First, the bristle thighed curlew (Numenius tahitiensis) spends the summer in Alaska and the winter in Hawaii. Or Tahiti or other tropical Pacific islands. Nice work if you can get it. Maybe not that easy to get, since there are only about 7,000 bristle-thighed curlews in the world.
They're hard to see. The Hawaiian
birds aren't hanging around Oahu, they're out on uninhabited islands.
And the Alaskan birds are off in low-lying, mosquito-infested tundra.

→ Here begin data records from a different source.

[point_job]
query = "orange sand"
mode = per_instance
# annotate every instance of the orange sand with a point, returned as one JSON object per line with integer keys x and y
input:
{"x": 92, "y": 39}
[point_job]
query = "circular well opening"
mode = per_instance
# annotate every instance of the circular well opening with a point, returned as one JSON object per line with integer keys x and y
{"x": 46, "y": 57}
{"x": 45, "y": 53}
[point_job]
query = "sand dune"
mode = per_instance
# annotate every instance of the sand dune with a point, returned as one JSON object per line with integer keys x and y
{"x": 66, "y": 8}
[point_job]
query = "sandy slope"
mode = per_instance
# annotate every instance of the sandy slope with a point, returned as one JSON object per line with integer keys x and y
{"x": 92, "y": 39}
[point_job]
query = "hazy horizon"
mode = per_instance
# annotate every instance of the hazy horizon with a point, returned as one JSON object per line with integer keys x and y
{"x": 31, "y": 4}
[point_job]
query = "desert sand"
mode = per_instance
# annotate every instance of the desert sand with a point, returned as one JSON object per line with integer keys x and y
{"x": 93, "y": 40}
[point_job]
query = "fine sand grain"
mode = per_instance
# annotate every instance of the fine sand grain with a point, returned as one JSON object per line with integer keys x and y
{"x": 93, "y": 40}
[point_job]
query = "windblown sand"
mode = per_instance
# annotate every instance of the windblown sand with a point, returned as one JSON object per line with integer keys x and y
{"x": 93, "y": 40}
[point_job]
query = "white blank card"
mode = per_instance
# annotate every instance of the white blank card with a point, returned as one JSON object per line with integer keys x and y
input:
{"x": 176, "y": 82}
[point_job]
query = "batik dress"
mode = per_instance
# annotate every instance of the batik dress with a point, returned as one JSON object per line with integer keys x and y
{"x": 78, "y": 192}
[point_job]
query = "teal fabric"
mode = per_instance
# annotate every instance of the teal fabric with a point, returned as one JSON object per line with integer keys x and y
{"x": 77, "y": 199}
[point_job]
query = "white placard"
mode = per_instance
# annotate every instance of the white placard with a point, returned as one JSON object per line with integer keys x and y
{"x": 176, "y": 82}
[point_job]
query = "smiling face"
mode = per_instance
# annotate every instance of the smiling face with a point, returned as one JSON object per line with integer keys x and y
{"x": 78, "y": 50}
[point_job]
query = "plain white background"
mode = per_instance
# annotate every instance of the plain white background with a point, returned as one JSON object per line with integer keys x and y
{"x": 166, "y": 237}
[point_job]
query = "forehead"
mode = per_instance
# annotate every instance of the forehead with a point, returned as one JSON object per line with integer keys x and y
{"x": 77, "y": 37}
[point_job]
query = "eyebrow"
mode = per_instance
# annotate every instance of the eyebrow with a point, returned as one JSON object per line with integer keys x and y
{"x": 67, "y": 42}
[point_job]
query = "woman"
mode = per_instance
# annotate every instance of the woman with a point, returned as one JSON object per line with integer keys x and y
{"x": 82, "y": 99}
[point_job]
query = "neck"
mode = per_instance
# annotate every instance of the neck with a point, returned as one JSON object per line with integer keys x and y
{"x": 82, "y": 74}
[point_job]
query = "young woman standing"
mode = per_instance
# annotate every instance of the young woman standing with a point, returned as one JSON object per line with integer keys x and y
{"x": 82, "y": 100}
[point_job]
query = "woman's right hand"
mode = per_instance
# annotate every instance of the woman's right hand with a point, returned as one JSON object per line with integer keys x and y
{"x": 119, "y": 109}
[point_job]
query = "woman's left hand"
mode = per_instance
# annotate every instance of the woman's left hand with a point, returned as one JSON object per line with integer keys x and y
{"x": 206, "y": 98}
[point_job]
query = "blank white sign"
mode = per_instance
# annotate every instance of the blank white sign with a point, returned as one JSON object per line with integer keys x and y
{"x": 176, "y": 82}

If you do see one, you might mistake it for the very similar whimbrel. Hearing its distinctive call might be your
best bet for identifying it. Birdwatchers, especially birders who are
trying to see every breeding bird species in the US, or in
North America, long for sightings of these rare curlews, but most have
never seen one.
This curlew is a large brown moth-patterned shorebird with a long sickle bill. From a distance they just look brown. You can't see the complicated plumage patterns or the bristled thighs. I don't know why they have bristled thighs. I haven't run across any speculations. If you held a gun to my head and made me guess (part of a really sick scenario), I'd say it might have something to do with courtship, and showing another bristle-thighed curlew of the appealing sex that you too are a bristle-thighed curlew and you'd like to get to know them better. (Please put the gun down now.)
They eat almost anything. Flowers, bugs, berries, land crabs, invertebrates, and the eggs of other birds. Here's a startling thing: they use tools to break open large eggs. The long sickle bills aren't the best tool for smashing things, so they grab rocks or pieces of coral and slam them down on the egg.
They're the only shorebirds known to use tools, a habit that has been beautifully documented in a paper by Jeffrey S. Marks and C. Scott Hall, published in the 1992 Condor.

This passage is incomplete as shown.